Chief Justice Yeboah said technology continued to be part and parcel of human life, adding that global changes in technology usage and digitalisation had reached a level those who paid lip service would be left behind.
“We at the judiciary and the judicial service are tapping into opportunities in ICT, especially through the e-Justice system, to enhance our work and to meet globally acceptable standards.”
The Chief Justice who administered on the Magistrates three oaths namely Oath of Allegiance, Judicial oath and Oath of Secrecy, told them that the oaths indicated a call to duty and they ought to play their part effectively in the country’s justice dispensation.
He told the magistrates that their actions should reflect fairness and equity to all manner of persons who appear before them, adding, the role of the bench in maintaining the sanctity of society could not be overemphasised.
According to Chief Justice Yeboah, the Judiciary and the Judicial Service could be likened to a glue holding society together.
“It is in this regard that trust and confidence in the justice system are key in your rulings, especially, as most of the cases are initiated at the lower Court while the district Courts are the first point of call to majority of our citizens who seek court services.”
He said the judiciary must serve as a demotivation to people who would want to take the law into their hands.
“This is because we give them hope that their cases will see expeditious actions at the courts. We are under a heavy burden to promote the rule of law through our rulings.”
Chief Justice Yeboah said as magistrates, they were going to work with lawyers who were partners in justice delivery.
“Respect them but never fear them in the adjudicating process,” he added.
He further entreated the Magistrates to constantly read and research in order to keep pace with changes in adjudicating cases.
The Chief Justice said the Judicial Service would not leave them alone in their journey of personal development stressing that, “You should take advantage of every learning opportunity.”
Mrs Helen Zewu, Solicitor General who represented the Attorney General, Mr Godfred Yeboah Dame, urged the Magistrates to be prepared to use their expertise and rule of law to serve the country.
Mrs Zewu further tasked them to approach their career with dedication and protect the legitimate interest of litigants.
Mr Yaw Acheampong Boafo, National Secretary,Ghana Bar Association (GBA), congratulated the Magistrates on the assumption of their career path saying the nation, the GBA and others expect so much from them.
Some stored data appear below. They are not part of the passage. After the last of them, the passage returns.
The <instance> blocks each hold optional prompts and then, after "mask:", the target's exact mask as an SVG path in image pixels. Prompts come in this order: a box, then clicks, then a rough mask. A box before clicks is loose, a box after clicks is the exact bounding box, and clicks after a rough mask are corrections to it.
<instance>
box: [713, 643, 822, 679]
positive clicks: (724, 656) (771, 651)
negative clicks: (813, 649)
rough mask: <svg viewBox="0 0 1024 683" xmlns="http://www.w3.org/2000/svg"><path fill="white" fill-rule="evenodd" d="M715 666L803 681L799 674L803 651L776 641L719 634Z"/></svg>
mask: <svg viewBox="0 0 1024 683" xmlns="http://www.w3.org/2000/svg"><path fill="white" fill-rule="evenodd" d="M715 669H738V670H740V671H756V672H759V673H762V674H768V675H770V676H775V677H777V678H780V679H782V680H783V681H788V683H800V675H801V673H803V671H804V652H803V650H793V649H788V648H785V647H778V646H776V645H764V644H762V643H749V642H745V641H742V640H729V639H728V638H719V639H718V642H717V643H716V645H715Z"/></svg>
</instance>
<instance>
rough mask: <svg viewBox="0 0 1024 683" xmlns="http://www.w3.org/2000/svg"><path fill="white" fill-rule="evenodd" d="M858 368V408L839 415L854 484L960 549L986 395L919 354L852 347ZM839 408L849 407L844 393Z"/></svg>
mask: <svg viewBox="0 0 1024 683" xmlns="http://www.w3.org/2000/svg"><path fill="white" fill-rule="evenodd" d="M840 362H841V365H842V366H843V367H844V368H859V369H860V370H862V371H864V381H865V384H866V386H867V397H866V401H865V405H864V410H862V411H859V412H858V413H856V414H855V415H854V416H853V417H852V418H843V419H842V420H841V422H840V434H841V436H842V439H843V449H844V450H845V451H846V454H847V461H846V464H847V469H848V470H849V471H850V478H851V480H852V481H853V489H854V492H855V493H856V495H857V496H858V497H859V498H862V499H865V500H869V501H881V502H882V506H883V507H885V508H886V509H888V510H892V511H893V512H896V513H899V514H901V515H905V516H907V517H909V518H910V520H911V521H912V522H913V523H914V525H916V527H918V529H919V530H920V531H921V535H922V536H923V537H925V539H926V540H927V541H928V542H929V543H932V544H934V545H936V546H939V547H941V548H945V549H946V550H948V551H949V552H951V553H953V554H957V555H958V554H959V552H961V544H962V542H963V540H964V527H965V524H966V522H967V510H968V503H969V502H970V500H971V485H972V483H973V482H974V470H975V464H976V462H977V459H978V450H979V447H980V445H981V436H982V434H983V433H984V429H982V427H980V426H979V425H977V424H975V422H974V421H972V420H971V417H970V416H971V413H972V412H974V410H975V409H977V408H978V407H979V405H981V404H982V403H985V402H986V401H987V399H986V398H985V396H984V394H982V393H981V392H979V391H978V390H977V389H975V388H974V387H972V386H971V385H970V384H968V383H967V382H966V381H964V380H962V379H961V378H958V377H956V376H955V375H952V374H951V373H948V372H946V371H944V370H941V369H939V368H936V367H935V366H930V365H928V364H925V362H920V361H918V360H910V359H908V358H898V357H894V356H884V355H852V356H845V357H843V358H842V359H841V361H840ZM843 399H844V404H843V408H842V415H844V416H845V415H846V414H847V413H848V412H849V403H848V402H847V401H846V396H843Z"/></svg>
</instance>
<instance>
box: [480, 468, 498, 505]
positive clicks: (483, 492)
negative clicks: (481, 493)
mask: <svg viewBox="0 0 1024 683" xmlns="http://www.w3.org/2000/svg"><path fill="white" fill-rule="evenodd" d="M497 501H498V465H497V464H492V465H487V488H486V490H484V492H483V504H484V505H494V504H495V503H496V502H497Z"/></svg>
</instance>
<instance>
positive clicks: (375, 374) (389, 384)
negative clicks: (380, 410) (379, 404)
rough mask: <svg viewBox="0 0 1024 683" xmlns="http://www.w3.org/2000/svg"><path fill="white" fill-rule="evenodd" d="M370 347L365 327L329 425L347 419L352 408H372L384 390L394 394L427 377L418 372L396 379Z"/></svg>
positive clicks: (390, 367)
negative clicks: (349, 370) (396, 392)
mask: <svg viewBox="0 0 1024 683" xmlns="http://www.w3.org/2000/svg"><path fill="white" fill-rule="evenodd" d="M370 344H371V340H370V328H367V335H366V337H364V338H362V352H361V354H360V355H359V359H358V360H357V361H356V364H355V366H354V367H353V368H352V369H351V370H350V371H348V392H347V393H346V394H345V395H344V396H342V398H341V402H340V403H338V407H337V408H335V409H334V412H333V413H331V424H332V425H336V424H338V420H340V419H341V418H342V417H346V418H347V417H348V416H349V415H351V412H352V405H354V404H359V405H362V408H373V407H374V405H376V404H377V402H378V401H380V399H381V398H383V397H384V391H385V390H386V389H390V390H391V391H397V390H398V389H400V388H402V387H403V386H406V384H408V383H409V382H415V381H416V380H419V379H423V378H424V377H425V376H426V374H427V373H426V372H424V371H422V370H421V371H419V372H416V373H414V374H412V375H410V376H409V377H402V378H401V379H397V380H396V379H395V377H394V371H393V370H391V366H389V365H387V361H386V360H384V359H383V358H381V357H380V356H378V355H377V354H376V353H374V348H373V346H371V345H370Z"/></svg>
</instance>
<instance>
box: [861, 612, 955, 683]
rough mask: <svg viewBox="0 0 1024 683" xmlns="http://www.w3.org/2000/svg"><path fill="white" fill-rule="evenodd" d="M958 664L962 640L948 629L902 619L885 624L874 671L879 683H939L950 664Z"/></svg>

Mr Boafo said as Magistrates, their position came with power and authority and urged them to use their power to serve and not to abuse.
He further advised them to put up their best as the public would be judging them based on their decisions whether good or bad.
According to him, people would sometimes behave badly before them but they should restrain himself.
Justice Cynthia Pamela Addo, Judicial Secretary, noted that that commitment to duty and professional excellence on the part of the Magistrate had earned them their roles.
Justice Addo urged them to commit the three oaths they have sworn to their heart and mind and God would held them to deliver justice truthfully.
Mr. Dennis Eyram Fumey, a Magistrate, on behalf of his colleagues, pledged to dispense justice faithfully and honestly.
The Magistrates are Eric Oheneba Antwi-Boasiako, Isaac Osei Asare, Christiana Odarkor Bruce-Ashirifie, Cynthia Emefa Ohene, Maxwell Ofori Kpodo, Victoria Vera Akonu and William Ofori- Aboagye.